I wasn't disagreeing with you at all ;).

>>I haven't used Shake in many years, so I would have to refresh my memory as to how the controls worked that you described. Imagine a rectangular colour swatch to the right of the actual rgb fields. clicking on that would open the colour wheel panel. click/dragging on it without a hotkey will let you copy/paste colour values between knobs by dropping the swatch onto another (like it works now with most colour swatches in Nuke). click/dragging on it with a hotkey though (e.g. t, m, l, r, g, b) will tweak the respective characteristic without having to go to the full blown colour wheel. Assuming the colour swatch has the right size, this gave you a lot of control without wasting much screen estate.


Frank




On 27/02/14 12:40, Feli wrote:

On Feb 26, 2014, at 3:24 PM, Frank Rueter <[email protected] <mailto:[email protected]>> wrote:

Hey Frank


Just drink less coffee :)

If I drank less I may cease to exist.

The original design for the grade node sliders was done by Price Pethel and Bill Spitzak back in the winter of 1993. Price was trying to emulate the controls he had on a traditional DI panel fitted with the three balls. I think what they came up with still is one of the best 2D implementations of that functionality I have seen. The TMI sliders have been mislabel for the past few years as temperature, magenta and Intensity, which is not correct. They simply automate the process of adding and subtracting values from two channels in a directly proportional manner to shift color while maintain luminosity (intensity). This emulates how a control panel works in a DI bay.

I think there are many things we can add in Nuke to make the controls more sophisticated, but I maintain that the latest update is a step backwards. I would also like to see some more sophisticated color correction tools as seen in grading packages.

I haven't used Shake in many years, so I would have to refresh my memory as to how the controls worked that you described.


Feli



Seriously though, I think the new colour wheel is heading in the right direction but agree that it doesn't feel right.
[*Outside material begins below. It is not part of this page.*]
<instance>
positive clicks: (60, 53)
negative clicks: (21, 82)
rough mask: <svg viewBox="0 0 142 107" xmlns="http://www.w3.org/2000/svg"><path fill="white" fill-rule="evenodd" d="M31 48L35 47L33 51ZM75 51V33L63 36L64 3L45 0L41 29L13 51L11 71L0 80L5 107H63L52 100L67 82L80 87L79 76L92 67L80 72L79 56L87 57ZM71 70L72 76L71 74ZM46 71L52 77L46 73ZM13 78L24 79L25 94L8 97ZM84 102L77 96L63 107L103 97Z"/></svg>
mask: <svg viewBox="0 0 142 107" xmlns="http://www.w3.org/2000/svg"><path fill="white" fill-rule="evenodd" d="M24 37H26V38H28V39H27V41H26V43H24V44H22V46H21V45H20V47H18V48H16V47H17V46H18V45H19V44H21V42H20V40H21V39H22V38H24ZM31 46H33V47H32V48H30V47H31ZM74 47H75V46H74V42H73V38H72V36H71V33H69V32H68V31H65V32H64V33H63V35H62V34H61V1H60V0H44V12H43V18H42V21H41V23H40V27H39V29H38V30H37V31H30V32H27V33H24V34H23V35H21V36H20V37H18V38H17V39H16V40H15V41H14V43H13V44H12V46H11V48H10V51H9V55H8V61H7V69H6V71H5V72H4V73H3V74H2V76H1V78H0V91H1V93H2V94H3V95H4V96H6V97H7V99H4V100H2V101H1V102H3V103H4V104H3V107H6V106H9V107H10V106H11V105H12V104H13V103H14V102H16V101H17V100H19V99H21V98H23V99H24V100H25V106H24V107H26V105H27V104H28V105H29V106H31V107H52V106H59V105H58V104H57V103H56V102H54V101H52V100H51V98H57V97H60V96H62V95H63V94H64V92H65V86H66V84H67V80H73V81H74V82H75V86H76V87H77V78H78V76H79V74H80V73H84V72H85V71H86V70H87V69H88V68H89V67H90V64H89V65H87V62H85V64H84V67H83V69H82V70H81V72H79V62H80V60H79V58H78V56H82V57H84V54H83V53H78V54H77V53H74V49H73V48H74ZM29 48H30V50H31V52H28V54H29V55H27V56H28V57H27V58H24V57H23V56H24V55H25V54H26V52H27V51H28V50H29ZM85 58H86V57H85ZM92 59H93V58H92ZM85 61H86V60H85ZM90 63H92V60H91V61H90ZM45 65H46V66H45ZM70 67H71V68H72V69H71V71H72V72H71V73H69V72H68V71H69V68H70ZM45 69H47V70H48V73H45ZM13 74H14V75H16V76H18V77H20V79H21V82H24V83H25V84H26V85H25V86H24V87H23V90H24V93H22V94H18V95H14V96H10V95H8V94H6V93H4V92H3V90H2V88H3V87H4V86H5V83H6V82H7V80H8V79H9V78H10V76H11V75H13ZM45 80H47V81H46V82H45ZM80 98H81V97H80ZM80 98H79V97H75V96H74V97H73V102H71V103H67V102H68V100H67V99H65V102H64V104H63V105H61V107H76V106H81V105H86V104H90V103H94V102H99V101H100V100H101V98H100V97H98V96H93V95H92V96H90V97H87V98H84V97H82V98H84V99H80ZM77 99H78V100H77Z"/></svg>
Every time I go to grade something I pause for a second to figure out how to best use it. I do try to get used to it and it works, but it somehow doesn't feel like it's using it's full potential.

I very much liked Shake's interacitve colour swatches that were introduces towards the end of it's life time. They were simple (just a rectangle), their 16:9aspect was such that they felt right as a scratch pad (click+drag on them instead of just clicking) and the hotkeys were intuitive: t,m,l,r,g,b

In addition, you could expand it to reveal the sliders if you needed numerical control - simple and nice.

To be honest, when the new colour controls were announced I was hoping we would see exactly what Shake had left off with, instead we (beta testers as well as developers) kinda re-invented the wheel (pun intended).

I'd love to see this being taken further and turned into a workflow that suits everybody and that feels like a solid improvement over previous workflows. Maybe people could mock up some layouts and examples of how they would like to see this evolve? Tweaking colour is too important to our workflow to not make an effort to aim for the best workflow here.